Jacques Boncompain, 85 ans, président de l’Association pour défendre la mémoire du Maréchal Pétain (ADMP), a été condamné mercredi à Verdun à 5 000 euros d’amende pour des propos révisionnistes tenus en novembre dernier. Il avait déclaré que Philippe Pétain « a sauvé, devant témoins je peux le dire, au moins 700 000 juifs » pendant la Seconde Guerre mondiale.
Une condamnation pour contestation de crime contre l’humanité
Poursuivi pour « contestation publique de crime contre l’humanité », Jacques Boncompain avait organisé une messe en hommage au maréchal. Ses propos, tenus le 15 novembre à la sortie de l’office religieux devant de nombreux journalistes, ont été jugés comme une « minoration outrancière du nombre de victimes de la Shoah » par le tribunal. En plus de l’amende, la décision sera affichée dans le tribunal pendant deux mois à des fins de « pédagogie et de prévention de la récidive ».
Une relaxe partielle pour une autre déclaration
Le vieil homme a été partiellement relaxé pour une deuxième phrase dans laquelle il affirmait que Pétain était « le premier résistant de France ». Le tribunal n’a pas pu déterminer avec certitude le moment où cette phrase a été prononcée, faute d’éléments suffisants dans la vidéo présentée.
La LICRA et l’Observatoire Juif de France ont salué une décision « exemplaire » alliant « fermeté et pédagogie ». Me Pierre Brunisso, conseil de la Ligue des droits de l’homme, a déclaré : « Cette condamnation est importante. L’histoire ne peut pas être falsifiée afin de rendre les idées de l’extrême droite acceptables. »

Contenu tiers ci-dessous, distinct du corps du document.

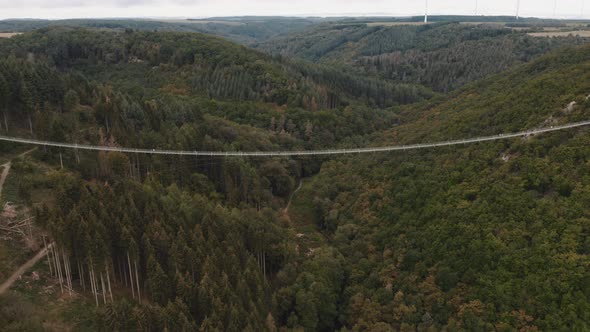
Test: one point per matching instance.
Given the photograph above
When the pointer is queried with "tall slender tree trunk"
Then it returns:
(137, 280)
(31, 124)
(130, 275)
(67, 272)
(104, 292)
(109, 283)
(81, 274)
(48, 259)
(59, 275)
(94, 286)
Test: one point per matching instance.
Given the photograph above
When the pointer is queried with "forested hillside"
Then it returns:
(491, 236)
(442, 56)
(245, 30)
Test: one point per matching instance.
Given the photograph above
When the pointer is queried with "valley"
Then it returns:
(341, 174)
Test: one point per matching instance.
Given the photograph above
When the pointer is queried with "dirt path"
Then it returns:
(6, 169)
(21, 270)
(286, 209)
(4, 175)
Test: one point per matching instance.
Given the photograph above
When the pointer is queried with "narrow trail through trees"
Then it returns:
(31, 262)
(21, 270)
(6, 168)
(286, 209)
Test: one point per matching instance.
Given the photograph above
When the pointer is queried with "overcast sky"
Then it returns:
(55, 9)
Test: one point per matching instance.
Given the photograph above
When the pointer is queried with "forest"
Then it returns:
(442, 56)
(490, 236)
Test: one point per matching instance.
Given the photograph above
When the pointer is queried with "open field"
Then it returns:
(582, 33)
(9, 34)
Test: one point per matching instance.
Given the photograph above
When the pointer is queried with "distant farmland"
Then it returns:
(581, 33)
(9, 34)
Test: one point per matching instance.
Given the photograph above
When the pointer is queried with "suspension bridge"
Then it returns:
(343, 151)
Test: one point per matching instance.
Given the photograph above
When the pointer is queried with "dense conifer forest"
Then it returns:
(489, 236)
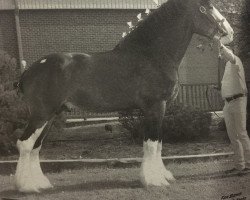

Le prévenu invoque la liberté d’expression
Joint par téléphone, Jacques Boncompain a estimé avoir été condamné « sur des avis qui relèvent de la liberté d’expression ». Il n’a pas encore décidé s’il fera appel, souhaitant d’abord en parler avec son conseil. Lors de l’audience en mars, ni lui ni les témoins de la défense n’ont contesté les propos, les justifiant en citant quatre historiens soutenant la thèse minoritaire selon laquelle Pétain aurait « protégé les juifs français ». Une vision dénuée de tout fondement selon de nombreux historiens.
« Les Français ignorent tout. Nous sommes encore dans l’esprit de (19)45 et de la vengeance », a-t-il déclaré, maintenant ses propos et estimant qu’ils ont été prononcés dans un cadre « scandaleux » de « guet-apens » tendu par le maire de Verdun. Le tribunal a réfuté tout « traquenard », soulignant qu’en tant que président d’association, il avait volontairement médiatisé la messe pour attirer de nouveaux adhérents, et que ses propos ont été tenus lors d’un « monologue de 45 minutes » devant la presse.